Encore un de ces magnifiques moments passés au Petit Palais (Paris) à découvrir un nouvel artiste oublié du XIXe siècle. Patiemment, cette institution renoue l’écheveau de l’histoire artistique de ce siècle proche de nous, dessinant année après année au gré des expositions, une cartographie des talents européens que nous avions oubliés. Il est d’ailleurs très étonnant de voir comment des personnages si connus dans leur époque (Anders Zorn s’est fait remarquer à l’Exposition Universelle de 1889 et a reçu la Légion d’Honneur ; c’était de plus un peintre très prisé en Angleterre, portraitiste considéré sur le même plan que William Sargent) disparaissent dans les trous noirs de l’Histoire…
Originaire de Suède, né en Dalécarlie, au centre du pays, c’est un grand voyageur ; Angleterre (où il vit de 1882 à 1887), France, Constantinople, Alger, Italie et Etats-Unis. Il y puise nombre de motifs qu’il retranscrit sur ses toiles ou dans ses gravures.
Dès l’âge de vingt ans, il se fait remarquer en Suède avec une aquarelle très originale « En deuil », où nous voyons une jeune femme au visage de Madone, jeter un regard de côté pensif et grave ; toute la maîtrise technique du jeune artiste s’exprime déjà, par exemple dans la finesse du voile qui cache une partie du visage.
« Les cousines », aquarelle peinte en 1882 en Espagne nous révèle encore davantage tout l’art de cet aquarelliste hors pair, qui arrive à joindre dans la même oeuvre réalisme et onirisme, excellant à rendre la complicité et la séduction de ces deux jeunes femmes.
Ce portrait de sa future femme, Emma Lamm, vue en contre-plongée nous donne un indice de plus sur l’artiste, l’audace avec laquelle il construit ses oeuvres (« Des châteaux en Espagne », 1885)
J’avoue un vrai faible pour l’aquarelle qui suit « Viktor Rydberg » (1886), portrait d’un journaliste, homme politique et écrivain suédois, où la couleur se transforme en grisaille, installant comme une nostalgie sereine.
Cette « Jeune bédouine » (1886), est en fait un « fake » (utilisons des mots de notre temps !), car il s’agit de l’épouse du peintre revêtue d’un costume traditionnel de Constantinople, l’artiste n’étant pas parvenu à faire poser des autochtones.

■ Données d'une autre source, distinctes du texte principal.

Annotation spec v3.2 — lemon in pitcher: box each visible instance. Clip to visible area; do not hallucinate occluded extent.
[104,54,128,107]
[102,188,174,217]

Le titre dit ici la majorité de l’oeuvre « Le clapotis des vagues » (1887), où nous voyons avec quel art le peintre rend l’eau et ses remous. On retrouve également ici sa capacité à capter les lumières dans toutes leurs déclinaisons.

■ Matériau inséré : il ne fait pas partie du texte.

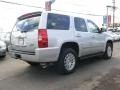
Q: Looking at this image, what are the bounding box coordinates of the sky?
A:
[0,0,120,32]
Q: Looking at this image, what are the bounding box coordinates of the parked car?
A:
[9,12,113,74]
[0,41,6,57]
[0,32,10,50]
[104,31,120,41]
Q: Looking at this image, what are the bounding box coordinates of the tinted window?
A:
[74,17,87,32]
[88,20,98,33]
[47,14,70,30]
[16,16,40,32]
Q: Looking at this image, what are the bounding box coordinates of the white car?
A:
[0,41,6,57]
[104,31,120,41]
[9,12,113,74]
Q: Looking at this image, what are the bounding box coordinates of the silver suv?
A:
[9,12,113,74]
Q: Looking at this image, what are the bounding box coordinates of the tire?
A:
[56,48,77,74]
[27,61,40,66]
[104,43,113,59]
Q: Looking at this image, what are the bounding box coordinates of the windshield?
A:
[16,16,40,32]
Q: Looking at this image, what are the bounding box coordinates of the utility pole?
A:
[113,0,116,30]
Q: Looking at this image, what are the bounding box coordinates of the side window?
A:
[88,20,98,33]
[74,17,87,32]
[47,13,70,30]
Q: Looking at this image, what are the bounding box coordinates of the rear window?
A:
[16,16,40,32]
[47,13,70,30]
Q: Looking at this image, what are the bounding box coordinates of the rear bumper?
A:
[9,47,59,62]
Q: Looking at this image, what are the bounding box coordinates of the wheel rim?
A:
[107,46,112,57]
[64,53,76,71]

Ce sont les mêmes caractéristiques que nous retrouvons dans l’oeuvre ci-dessous « Dans ma gondole » (1894), peinte à Venise.
Sur un sujet plus académique, l’affrontement du marbre et de la peau chaude et nacrée du modèle (et pour aller plus loin, la confrontation de l’humain à l’Histoire), fait naître une réelle beauté (« Dans l’atelier de Wickström » 1889).

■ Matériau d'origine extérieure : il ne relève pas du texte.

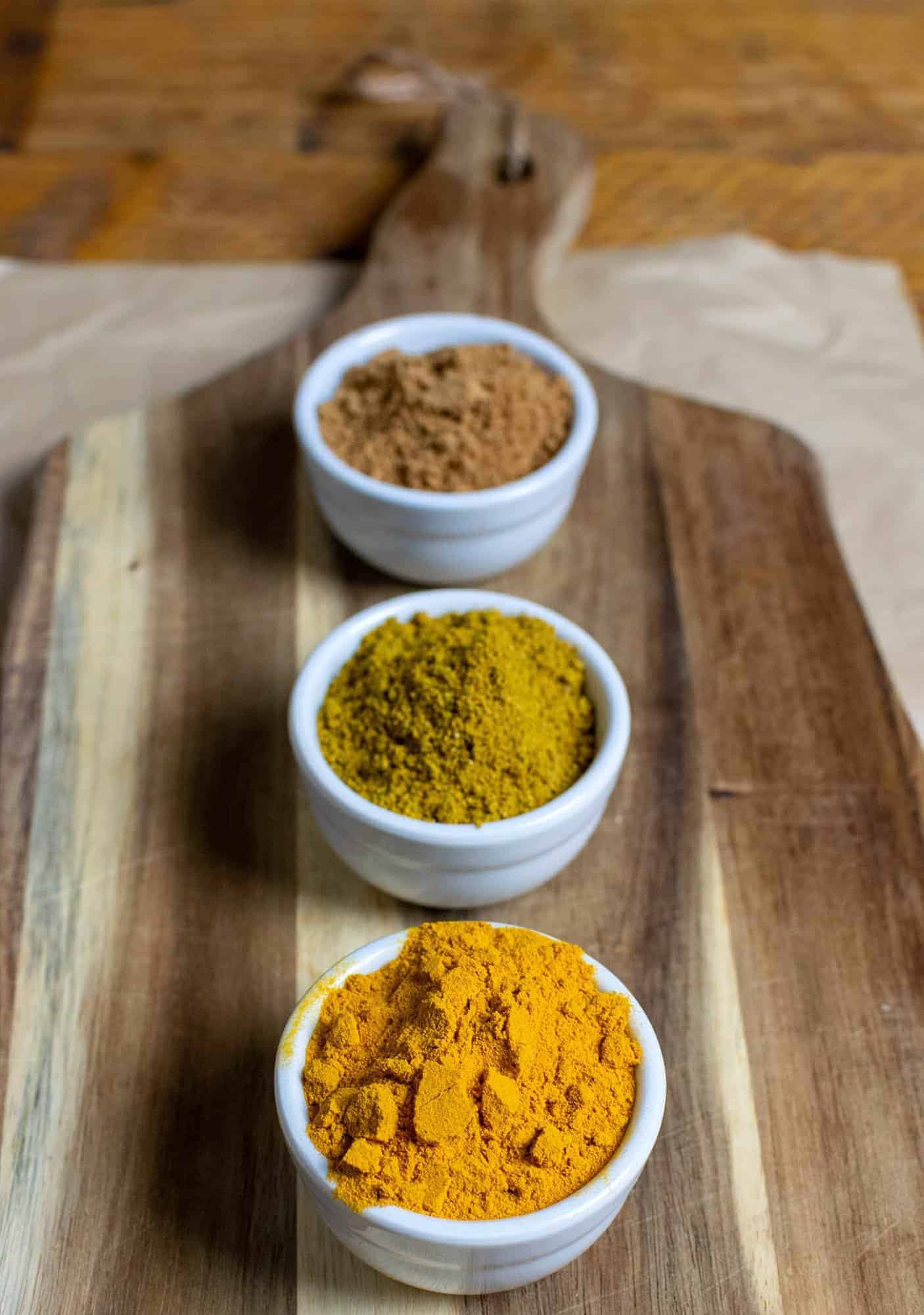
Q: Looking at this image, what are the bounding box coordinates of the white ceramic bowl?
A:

Portrait non conventionnel d’enfants de la bourgeoisie, « Les filles de Ramon Subercaseaux » (1892) capte les jeunes modèles dans une grande liberté de mouvement.
Même chose pour « Les soeurs Salomon » (1888)
Cette très belle étude d’un corps féminin nimbé du blanc des draps (« Réveil, Boulevard de Clichy », 1892) est toute en délicatesse de nuances.
C’est également un formidable graveur, saisissant en stries nerveuses l’essentiel des contours des visages ou silhouettes et installant un noir et blanc parfois spectaculaire. Nous pourrions presque voir l’âme des protagonistes devant nous.

L’Irlandaise ou Annie (1894)

August Strindberg (1910)

Zorn et sa femme (1893)

La fumeuse (1894)
Une très belle découverte, donc, que j’espère vous avoir fait partager ici.